The Israel-based company says that because of the “unsecured nature of the network traffic to and from Guard Provider,” a threat actor could connect to the same Wi-Fi network as the victim and carry out a Man-in-the-Middle (MiTM) attack - a type of eavesdropping attack that is carried out by disabling malware protections and typing in a code to steal data or insert ransomware. It says that when the firm disclosed the vulnerability to Xiaomi, “it released a patch shortly after.”
What is the vulnerability?
The Guard Provider app uses several third-party Software Development Kits (SDKs) as part of the security service it offers. The app includes three different antivirus built-in: Avast, AVL and Tencent. Users have the freedom of selecting any one of three providers as the default Anti-Virus engine to scan the device. When that anti-virus downloads the update, the hacker intercepts the network traffic via an MiTM attack and inject rogue code as part of a third-party SDK update.
Not only does the attacker target the chosen app to secure the device, it also infects the other two providers as well. This is due to the hidden disadvantages in using several SDKs within the same app. A problem in one SDK compromises the protection of all others, and the private storage data of one SDK cannot be isolated and can therefore be accessed by another SDK. “While minor bugs in each individual SDK can be often be a standalone issue, when multiple SDKs are implemented within the same app it is likely that even more critical vulnerabilities will not be far off,” Check Point said.

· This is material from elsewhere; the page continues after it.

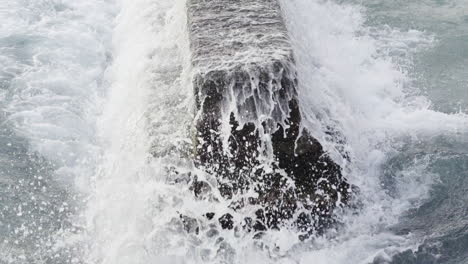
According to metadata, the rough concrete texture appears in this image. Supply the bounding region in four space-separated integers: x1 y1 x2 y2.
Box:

With a 14.5 percent year-on-year (YoY) growth as compared to 2017, the Indian smartphone market saw 142.3 million units shipped in the Calendar Year 2018, International Data Corporation’s (IDC) Asia/Pacific Quarterly Mobile Phone Tracker said earlier this year. According to the firm, Xiaomi topped the list by capturing 28.9 percent market share and shipping a total of 41.1 million devices last year.
Xiaomi also grew 28.6 percent YoY in the fourth quarter of 2018 because of its affordable Redmi series devices and offline expansion with opening of rural stores. Xiaomi’s Redmi 5A and Redmi Note 5/Pro series emerged as the fastest selling devices of 2018 with 10 million shipments each in the full year. The brand also led in the online channel with a share of 47.2 percent.